A Associação Portugal Brasil 200 anos é parceira de curadoria do projeto “40 anos, 40 livros”, iniciativa da Vila Galé que transforma a literatura em parte das comemorações pelos 40 anos do grupo hoteleiro. A coleção reúne 40 obras em língua portuguesa, publicadas entre 1986 e 2025.
Mais do que selecionar títulos consagrados, a proposta foi construir uma viagem literária por quatro décadas. Cada obra foi escolhida pelo seu valor literário e pela capacidade de estabelecer relações com memória, território, identidade, diversidade, história, deslocamento e experiência de lugar.
A biblioteca atravessa diferentes geografias da língua portuguesa. São 22 obras de Portugal, dez do Brasil, quatro de Angola, duas de Moçambique, uma de Cabo Verde e uma ligada simultaneamente a Angola e Portugal. A seleção inclui autores como José Saramago, Agustina Bessa-Luís, António Lobo Antunes, Mia Couto, Paulina Chiziane, José Eduardo Agualusa, Milton Hatoum, Chico Buarque, Itamar Vieira Junior, Djaimilia Pereira de Almeida e Socorro Acioli.
O trabalho curatorial organiza ainda os livros por décadas, geografias e grandes eixos de leitura — História e Memória, Território e Viagem, Sociedade e Poder, Família e Identidade e Linguagem e Invenção — permitindo que o hóspede encontre diferentes portas de entrada para a coleção.
A ideia central é particularmente inovadora: transformar a biblioteca numa extensão da própria hospitalidade. O hotel deixa de ser apenas lugar de passagem e passa a oferecer também uma experiência cultural, na qual a leitura permite viajar por cidades, paisagens, histórias e memórias antes ou depois de sair do quarto.

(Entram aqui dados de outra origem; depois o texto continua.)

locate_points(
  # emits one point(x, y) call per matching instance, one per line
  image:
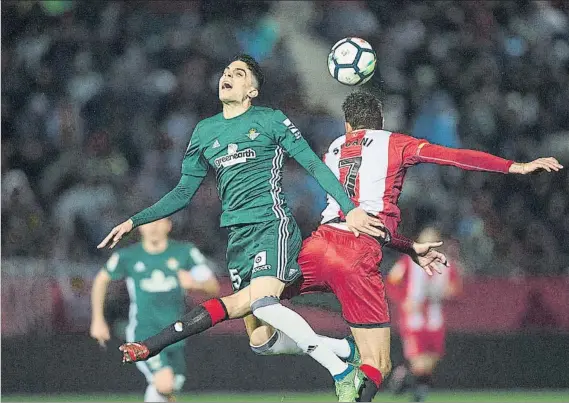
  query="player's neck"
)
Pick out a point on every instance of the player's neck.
point(234, 109)
point(155, 247)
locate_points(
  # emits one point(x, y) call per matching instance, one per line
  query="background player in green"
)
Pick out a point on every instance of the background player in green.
point(246, 146)
point(157, 272)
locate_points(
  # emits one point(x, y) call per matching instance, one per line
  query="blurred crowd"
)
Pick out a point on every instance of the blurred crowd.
point(99, 100)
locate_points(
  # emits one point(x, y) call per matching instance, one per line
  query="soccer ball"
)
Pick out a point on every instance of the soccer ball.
point(352, 61)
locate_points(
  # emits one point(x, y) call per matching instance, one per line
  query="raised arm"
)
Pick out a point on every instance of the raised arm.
point(172, 202)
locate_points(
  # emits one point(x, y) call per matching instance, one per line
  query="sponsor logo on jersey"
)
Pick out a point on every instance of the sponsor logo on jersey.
point(234, 156)
point(158, 282)
point(260, 262)
point(139, 267)
point(172, 264)
point(253, 134)
point(297, 134)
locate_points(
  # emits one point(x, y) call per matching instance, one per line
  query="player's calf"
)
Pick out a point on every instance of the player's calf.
point(265, 340)
point(196, 321)
point(164, 381)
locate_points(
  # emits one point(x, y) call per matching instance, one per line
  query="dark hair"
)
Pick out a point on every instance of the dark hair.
point(363, 110)
point(253, 66)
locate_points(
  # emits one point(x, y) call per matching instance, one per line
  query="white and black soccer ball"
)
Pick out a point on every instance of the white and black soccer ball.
point(352, 61)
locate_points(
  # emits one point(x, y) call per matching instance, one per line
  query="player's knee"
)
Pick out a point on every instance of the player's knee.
point(164, 381)
point(262, 339)
point(257, 306)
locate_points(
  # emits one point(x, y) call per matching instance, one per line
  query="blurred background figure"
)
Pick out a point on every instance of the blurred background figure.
point(158, 271)
point(99, 99)
point(419, 300)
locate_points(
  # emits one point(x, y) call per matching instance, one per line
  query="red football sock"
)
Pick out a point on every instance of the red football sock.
point(372, 373)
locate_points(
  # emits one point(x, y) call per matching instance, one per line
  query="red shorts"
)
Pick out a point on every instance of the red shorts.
point(334, 260)
point(421, 342)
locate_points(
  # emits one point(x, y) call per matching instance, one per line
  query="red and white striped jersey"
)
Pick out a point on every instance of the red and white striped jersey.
point(371, 164)
point(418, 296)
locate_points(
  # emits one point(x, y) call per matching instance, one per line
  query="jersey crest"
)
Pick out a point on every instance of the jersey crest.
point(253, 134)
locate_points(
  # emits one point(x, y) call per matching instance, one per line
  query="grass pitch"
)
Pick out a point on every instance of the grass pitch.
point(545, 395)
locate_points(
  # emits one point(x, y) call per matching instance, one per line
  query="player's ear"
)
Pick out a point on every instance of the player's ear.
point(253, 93)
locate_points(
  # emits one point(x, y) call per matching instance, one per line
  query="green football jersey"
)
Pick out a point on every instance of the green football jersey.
point(156, 298)
point(247, 153)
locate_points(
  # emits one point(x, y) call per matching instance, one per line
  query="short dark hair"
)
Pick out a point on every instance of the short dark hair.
point(363, 110)
point(253, 66)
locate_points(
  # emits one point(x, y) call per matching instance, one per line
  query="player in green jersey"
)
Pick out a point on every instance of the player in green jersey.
point(157, 272)
point(246, 146)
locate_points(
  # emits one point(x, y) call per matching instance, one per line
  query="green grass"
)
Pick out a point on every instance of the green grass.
point(546, 395)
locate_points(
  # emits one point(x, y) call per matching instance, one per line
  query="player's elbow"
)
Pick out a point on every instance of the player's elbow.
point(211, 287)
point(164, 381)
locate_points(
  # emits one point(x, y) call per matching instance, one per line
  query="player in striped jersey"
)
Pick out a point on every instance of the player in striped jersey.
point(419, 300)
point(371, 163)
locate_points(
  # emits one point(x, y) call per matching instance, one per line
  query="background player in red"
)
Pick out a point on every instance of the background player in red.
point(371, 163)
point(419, 299)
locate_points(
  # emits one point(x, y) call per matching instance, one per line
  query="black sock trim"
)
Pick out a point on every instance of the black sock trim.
point(224, 308)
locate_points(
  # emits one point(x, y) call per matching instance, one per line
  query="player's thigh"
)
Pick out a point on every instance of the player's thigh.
point(268, 249)
point(414, 345)
point(436, 345)
point(276, 247)
point(422, 364)
point(361, 294)
point(374, 345)
point(314, 266)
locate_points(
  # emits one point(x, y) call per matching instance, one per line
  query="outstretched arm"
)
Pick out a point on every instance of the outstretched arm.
point(473, 160)
point(172, 202)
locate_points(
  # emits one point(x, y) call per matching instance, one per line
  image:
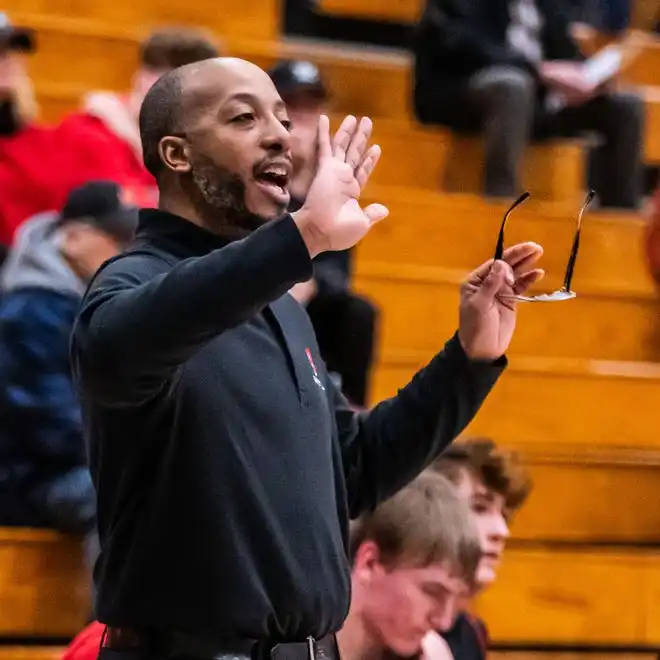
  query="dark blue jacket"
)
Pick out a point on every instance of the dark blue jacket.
point(41, 430)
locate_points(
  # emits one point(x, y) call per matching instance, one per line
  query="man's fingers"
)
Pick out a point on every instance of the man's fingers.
point(527, 279)
point(359, 143)
point(522, 255)
point(368, 165)
point(325, 145)
point(376, 213)
point(480, 274)
point(343, 137)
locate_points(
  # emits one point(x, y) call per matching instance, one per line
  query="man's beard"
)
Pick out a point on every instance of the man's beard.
point(219, 198)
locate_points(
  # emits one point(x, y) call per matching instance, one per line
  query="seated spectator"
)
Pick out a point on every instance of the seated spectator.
point(108, 122)
point(495, 486)
point(40, 165)
point(27, 150)
point(344, 322)
point(44, 480)
point(498, 66)
point(412, 559)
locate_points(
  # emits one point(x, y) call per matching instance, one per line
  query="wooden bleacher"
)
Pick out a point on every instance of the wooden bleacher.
point(577, 401)
point(44, 588)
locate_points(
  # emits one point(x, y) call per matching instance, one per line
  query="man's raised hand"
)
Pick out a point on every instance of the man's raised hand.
point(331, 217)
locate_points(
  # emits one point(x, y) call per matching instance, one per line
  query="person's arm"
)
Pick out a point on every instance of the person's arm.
point(35, 378)
point(454, 28)
point(332, 272)
point(386, 448)
point(141, 318)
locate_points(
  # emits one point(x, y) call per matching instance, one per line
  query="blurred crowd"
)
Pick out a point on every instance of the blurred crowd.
point(510, 70)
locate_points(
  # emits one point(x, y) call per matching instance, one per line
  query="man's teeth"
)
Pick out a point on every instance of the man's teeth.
point(276, 171)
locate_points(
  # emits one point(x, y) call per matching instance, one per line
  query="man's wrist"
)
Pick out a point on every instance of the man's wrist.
point(312, 237)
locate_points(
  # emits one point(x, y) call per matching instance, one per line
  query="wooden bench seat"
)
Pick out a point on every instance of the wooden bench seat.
point(420, 305)
point(44, 586)
point(553, 171)
point(575, 596)
point(588, 495)
point(572, 403)
point(460, 232)
point(394, 11)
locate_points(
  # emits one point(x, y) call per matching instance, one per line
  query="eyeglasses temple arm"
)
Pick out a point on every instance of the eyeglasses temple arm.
point(499, 248)
point(570, 267)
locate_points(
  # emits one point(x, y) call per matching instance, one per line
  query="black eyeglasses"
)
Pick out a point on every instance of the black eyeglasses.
point(564, 293)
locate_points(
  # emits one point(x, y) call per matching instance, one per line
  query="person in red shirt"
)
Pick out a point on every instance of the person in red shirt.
point(40, 165)
point(86, 644)
point(109, 121)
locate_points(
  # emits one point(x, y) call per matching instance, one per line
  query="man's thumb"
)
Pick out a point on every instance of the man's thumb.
point(376, 213)
point(494, 280)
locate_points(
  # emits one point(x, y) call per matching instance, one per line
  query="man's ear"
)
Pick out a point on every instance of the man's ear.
point(175, 154)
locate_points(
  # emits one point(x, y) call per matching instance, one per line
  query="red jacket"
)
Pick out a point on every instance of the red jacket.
point(40, 165)
point(111, 136)
point(86, 645)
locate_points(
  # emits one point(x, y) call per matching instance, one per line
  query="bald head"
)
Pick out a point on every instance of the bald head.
point(176, 100)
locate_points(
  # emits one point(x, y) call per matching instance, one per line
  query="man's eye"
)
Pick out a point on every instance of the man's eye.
point(243, 117)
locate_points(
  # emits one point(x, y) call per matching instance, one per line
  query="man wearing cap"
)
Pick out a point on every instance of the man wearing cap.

Para a Associação Portugal Brasil 200 anos, participar desta curadoria concretiza uma das linhas centrais de sua atuação: fazer da língua portuguesa um território de circulação cultural. Ao colocar lado a lado autores de diferentes países, gerações e experiências, “40 anos, 40 livros” mostra que uma língua comum não produz uma literatura uniforme — produz diversidade.